Advanced Micro Devices, Inc. (AMD) has entered into a significant strategic arrangement with Meta Platforms, Inc. (Meta), involving a substantial commitment from Meta for AMD's Instinct™ GPU products. As part of this deal, AMD has issued a performance-based warrant to Meta, granting the right to purchase up to 160 million shares of AMD common stock at a nominal exercise price of $0.01 per share. This arrangement solidifies a long-term relationship, with Meta making a binding commitment to purchase a minimum of one gigawatt equivalent of AMD Instinct GPUs, with full vesting of the warrant shares contingent on purchases reaching six gigawatt equivalents and specific AMD stock price escalations up to $600 per share. This strategic partnership is a major development for AMD, indicating strong demand and confidence from a key player in the AI and computing space. The performance-based nature of the warrant incentivizes Meta to meet significant purchase milestones, directly tying the potential dilution to substantial revenue generation for AMD. Investors should monitor Meta's GPU purchases and AMD's stock performance against the specified thresholds as key indicators of the success and potential impact of this agreement.

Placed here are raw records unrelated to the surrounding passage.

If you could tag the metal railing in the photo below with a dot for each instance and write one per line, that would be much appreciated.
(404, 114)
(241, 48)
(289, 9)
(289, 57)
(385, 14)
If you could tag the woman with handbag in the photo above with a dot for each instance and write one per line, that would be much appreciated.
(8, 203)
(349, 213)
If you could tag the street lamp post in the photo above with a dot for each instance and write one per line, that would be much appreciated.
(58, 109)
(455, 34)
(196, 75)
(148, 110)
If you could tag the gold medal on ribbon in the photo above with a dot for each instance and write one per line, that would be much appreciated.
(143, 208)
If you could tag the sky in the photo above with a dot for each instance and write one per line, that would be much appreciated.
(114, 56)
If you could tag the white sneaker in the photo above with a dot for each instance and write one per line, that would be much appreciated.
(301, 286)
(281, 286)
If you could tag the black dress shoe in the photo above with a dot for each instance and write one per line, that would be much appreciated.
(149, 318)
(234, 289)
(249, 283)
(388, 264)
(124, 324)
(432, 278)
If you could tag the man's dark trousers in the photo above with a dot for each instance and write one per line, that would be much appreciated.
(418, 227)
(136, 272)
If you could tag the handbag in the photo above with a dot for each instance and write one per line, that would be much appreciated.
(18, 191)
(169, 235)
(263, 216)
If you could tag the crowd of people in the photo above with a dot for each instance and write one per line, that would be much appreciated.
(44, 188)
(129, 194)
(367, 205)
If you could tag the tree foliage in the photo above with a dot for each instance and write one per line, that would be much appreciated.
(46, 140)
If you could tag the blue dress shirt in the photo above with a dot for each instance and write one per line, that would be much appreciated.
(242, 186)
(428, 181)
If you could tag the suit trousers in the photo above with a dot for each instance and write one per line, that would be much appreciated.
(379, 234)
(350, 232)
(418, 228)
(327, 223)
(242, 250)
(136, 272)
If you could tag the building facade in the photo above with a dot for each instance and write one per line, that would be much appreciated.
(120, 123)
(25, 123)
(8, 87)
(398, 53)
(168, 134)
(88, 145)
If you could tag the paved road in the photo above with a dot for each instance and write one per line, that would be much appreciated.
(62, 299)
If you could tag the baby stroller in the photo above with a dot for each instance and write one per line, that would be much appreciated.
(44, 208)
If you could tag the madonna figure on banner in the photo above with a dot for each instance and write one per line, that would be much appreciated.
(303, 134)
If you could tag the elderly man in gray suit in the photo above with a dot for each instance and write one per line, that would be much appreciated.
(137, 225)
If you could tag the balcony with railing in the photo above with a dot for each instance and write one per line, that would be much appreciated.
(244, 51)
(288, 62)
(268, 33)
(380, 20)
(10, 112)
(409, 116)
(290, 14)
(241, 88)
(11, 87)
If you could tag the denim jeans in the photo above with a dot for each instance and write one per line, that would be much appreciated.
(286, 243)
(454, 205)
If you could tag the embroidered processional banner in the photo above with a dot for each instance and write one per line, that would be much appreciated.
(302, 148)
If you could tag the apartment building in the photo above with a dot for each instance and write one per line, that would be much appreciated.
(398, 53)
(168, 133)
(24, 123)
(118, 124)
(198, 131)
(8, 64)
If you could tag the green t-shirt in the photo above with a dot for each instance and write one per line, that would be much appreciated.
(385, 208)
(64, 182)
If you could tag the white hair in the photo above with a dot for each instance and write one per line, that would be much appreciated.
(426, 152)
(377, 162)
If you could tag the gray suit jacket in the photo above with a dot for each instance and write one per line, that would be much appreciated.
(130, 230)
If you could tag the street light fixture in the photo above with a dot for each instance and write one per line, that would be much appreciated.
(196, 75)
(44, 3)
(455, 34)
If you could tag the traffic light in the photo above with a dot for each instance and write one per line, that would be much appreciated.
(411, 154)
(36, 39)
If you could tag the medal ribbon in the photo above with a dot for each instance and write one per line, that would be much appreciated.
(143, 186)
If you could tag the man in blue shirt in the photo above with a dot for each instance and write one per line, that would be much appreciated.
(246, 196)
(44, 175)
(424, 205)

ADVANCED MICRO DEVICES INC 8-K Report, Executive Changes (Feb 17, 2026)

Advanced Micro Devices, Inc. (AMD) filed an 8-K on February 16, 2026, detailing executive compensation decisions made around February 10-11, 2026. The primary focus for investors is the approval of fiscal year 2025 cash performance bonuses for key executives and a significant, long-term equity incentive award for CEO Lisa T. Su. These actions reflect the company's strategy to retain top talent and align executive compensation with shareholder value creation through rigorous performance metrics. The company also announced a special, performance-based equity award for CEO Lisa T. Su, valued at a target of $75 million. This award, to be granted in March 2026, is structured as performance-based restricted stock units (PRSUs) with a five-year performance period. The vesting and payout of these PRSUs are entirely contingent on achieving specific stock price hurdles, which are set substantially above current market levels and are tied to a 5-year Compound Annual Growth Rate (CAGR). This long-term incentive is intended to reward Dr. Su for her strategic contributions and to strongly align her interests with long-term shareholder value creation.